Over at Airbus, the A330 also originally was a tri-supplier airplane. Today it’s largely RR with GE a distant second. The A350 XWB is sole-source RR.
In the recent A330neo bake-off, GE initially was a serious player in competition with RR. The 747-8 program proved a huge disappointment and GE wanted to put the GEnx on the A330neo to help recover the R&D costs, those familiar with the behind-the-scenes thought process tell us.
But GE withdrew, believing the potential market for the A330neo didn’t support two engine providers, so RR won by default, according to those familiar with the situation.
As sole-sourcing becomes more prevalent, conventional wisdom might suggest the choice is easier for airlines: just negotiate an airplane/engine deal with Airbus or Boeing and be done with it.
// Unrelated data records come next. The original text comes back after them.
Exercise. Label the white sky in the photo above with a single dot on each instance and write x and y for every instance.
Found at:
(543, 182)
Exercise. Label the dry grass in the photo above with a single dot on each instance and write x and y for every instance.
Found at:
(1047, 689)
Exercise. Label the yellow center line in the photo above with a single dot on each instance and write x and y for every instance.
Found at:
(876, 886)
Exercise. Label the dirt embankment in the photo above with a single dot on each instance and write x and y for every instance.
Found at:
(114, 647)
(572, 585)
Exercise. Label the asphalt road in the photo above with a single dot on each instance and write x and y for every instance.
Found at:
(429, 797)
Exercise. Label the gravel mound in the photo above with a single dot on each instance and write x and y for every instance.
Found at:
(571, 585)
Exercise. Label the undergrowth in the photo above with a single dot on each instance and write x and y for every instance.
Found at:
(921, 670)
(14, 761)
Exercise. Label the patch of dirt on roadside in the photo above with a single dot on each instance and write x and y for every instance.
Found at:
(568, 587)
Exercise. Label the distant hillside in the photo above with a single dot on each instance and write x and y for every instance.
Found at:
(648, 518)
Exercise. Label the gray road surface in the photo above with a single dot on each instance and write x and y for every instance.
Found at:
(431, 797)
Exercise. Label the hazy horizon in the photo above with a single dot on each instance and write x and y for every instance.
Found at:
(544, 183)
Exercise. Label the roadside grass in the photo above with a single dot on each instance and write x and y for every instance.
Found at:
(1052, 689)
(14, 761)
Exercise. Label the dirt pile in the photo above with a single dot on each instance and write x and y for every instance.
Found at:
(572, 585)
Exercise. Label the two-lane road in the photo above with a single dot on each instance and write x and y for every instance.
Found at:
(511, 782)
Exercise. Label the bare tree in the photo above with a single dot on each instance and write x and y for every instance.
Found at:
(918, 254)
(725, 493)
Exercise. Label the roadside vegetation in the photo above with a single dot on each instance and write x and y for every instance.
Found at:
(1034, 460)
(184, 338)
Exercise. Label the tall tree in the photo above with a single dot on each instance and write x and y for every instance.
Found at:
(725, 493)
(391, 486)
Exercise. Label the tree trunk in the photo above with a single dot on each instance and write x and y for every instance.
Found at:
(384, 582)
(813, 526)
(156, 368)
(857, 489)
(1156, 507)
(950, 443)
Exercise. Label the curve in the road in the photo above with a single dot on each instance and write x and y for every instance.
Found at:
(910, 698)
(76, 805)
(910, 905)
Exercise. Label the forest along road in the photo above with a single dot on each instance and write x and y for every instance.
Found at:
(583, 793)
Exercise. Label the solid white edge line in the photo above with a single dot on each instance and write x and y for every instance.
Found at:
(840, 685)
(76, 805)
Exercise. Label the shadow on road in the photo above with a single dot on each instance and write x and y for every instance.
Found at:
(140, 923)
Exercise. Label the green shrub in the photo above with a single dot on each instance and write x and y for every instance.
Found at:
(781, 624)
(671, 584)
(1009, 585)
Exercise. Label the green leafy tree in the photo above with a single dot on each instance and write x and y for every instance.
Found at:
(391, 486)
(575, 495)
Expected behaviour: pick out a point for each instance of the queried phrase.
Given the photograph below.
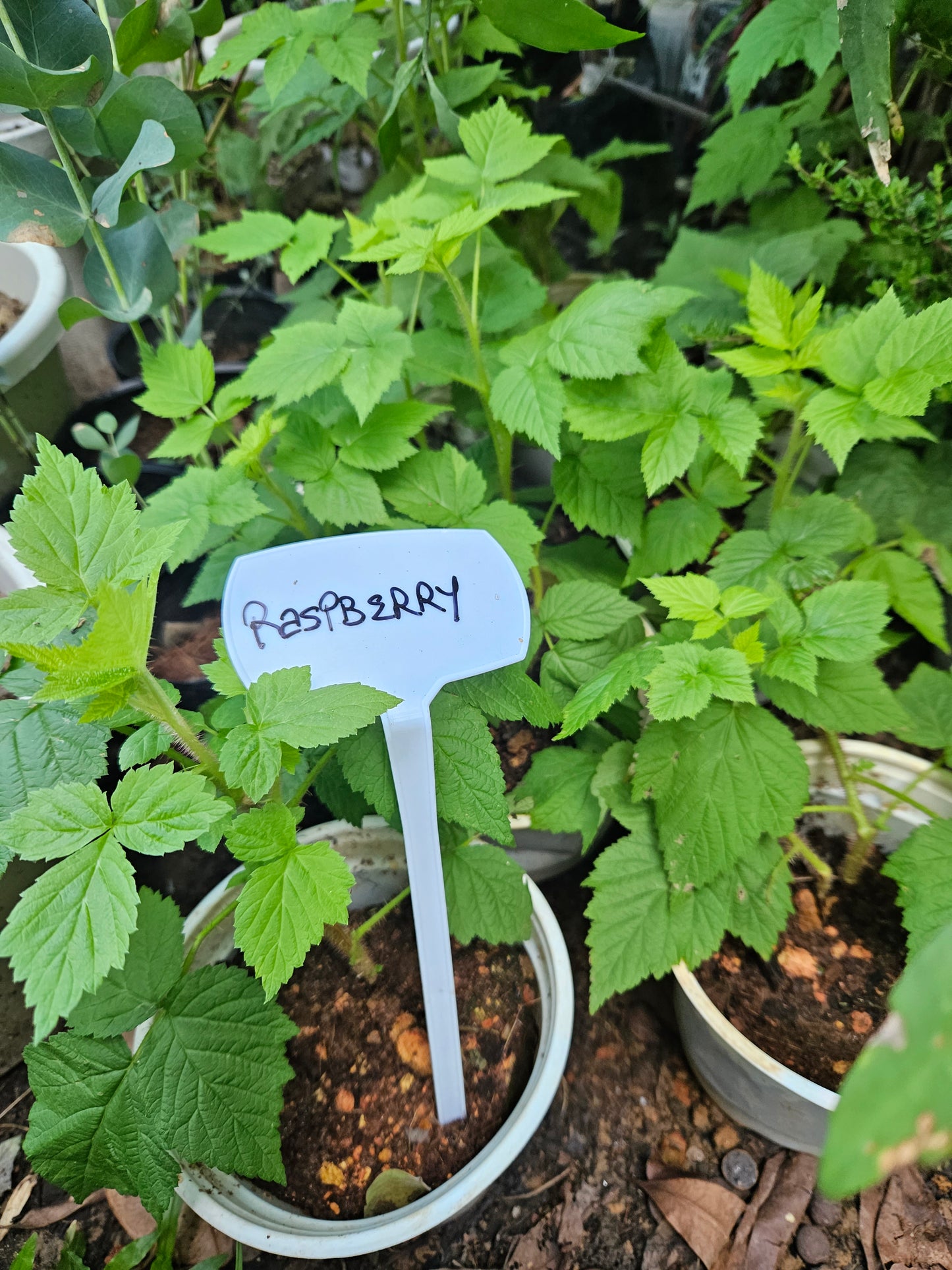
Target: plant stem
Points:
(801, 850)
(858, 853)
(149, 696)
(94, 230)
(349, 278)
(312, 775)
(104, 19)
(380, 915)
(14, 430)
(899, 795)
(297, 520)
(790, 464)
(501, 438)
(204, 935)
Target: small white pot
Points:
(256, 1218)
(17, 130)
(32, 379)
(750, 1086)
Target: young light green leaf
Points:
(584, 610)
(843, 621)
(43, 745)
(132, 992)
(37, 615)
(847, 697)
(801, 31)
(302, 359)
(314, 234)
(179, 380)
(70, 929)
(285, 906)
(486, 896)
(631, 668)
(719, 782)
(913, 592)
(379, 349)
(435, 487)
(470, 786)
(600, 333)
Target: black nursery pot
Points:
(235, 323)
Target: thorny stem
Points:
(501, 438)
(150, 697)
(312, 775)
(858, 853)
(204, 935)
(380, 915)
(104, 19)
(801, 850)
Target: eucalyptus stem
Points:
(205, 933)
(312, 775)
(801, 850)
(104, 19)
(150, 697)
(858, 853)
(14, 430)
(790, 465)
(501, 438)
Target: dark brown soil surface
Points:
(362, 1095)
(824, 991)
(516, 743)
(11, 312)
Not so.
Many airlines want not only the best PBH deal it can get, regardless of sole-source engine supply, some want the ability to service the engines in their own shops or even to be a third-party MRO for other customers.
For engine OEMs, allowing third-party MRO is an anathema. And since much of the engine OEM profits come from the after-market support, allowing the airlines to do their own engine MRO is also a major stumbling block.
RR held up an A350 deal between Airbus and Air France for around two years over these very points. Lufthansa not only demands its own MRO ability, it wants Lufthansa Technik to have the ability to be a third-party MRO.
The increasing influence and leverage growing for the engine MROs presents airframe OEMs with other dilemmas.
Airbus and Boeing have been pretty open about saying their neo and MAX products are good to 2030. Our Market Intelligence paints a different picture at Boeing, however, one that we have written about on several occasions. We are told repeatedly Boeing wants to proceed with a new, clean sheet 737/757 replacement with a program launch around 2018-2019—shortly after the 737 MAX enters service—for an entry-into-service around 2025-2027. Airbus would surely be forced to follow.
But CFM will be early in a position to begin recovery of its R&D costs for the LEAP-1B on the MAX, and, should Airbus follow, the LEAP-1A for the neo (the LEAP neo is scheduled to enter service in 2016). PW will be is better shape, with its GTF entering service in 2015 on the CSeries (if there isn’t another delay into 2016) and the A320neo (in October 2015). Also, with the GTF spread across the MRJ and E2, PW’s recovery of R&D for the GTF variants will be on a faster track than CFM.
PW, which says its GTF has growth capability, no doubt will be fine with competing for a clean-sheet replacement for the A320/737 sector. Industry officials tell us the LEAP doesn’t have the same growth capability and CFM would have to come up with a new engine—at a time when LEAP costs are yet to be recovered.
Adding another choice
While sole-sourcing is becoming more common, this doesn’t mean the airframe OEMs don’t dance with competition. Boeing seriously flirted with GE, RR and PW for the 777X, and PW and CFM for the 737 MAX. As noted, GE and RR faced off for the A330neo.
Leeham News learned that Bombardier has talked with CFM about the possibility of powering the next, larger version of the CSeries, commonly called the CS500, but any prospect of proceeding with this project is probably years away. Such discussions are considered routine, we are told, and not an indication of dissatisfaction with the GTF.
Boeing and Airbus will certainly talk not only with CFM and PW about the next new single-aisle airplane, RR is developing an engine that will compete in this sector. When Airbus gets around to designing a replacement for the A330, PW will have a large-engine GTF ready—but so will RR, which is working on a new, big engine.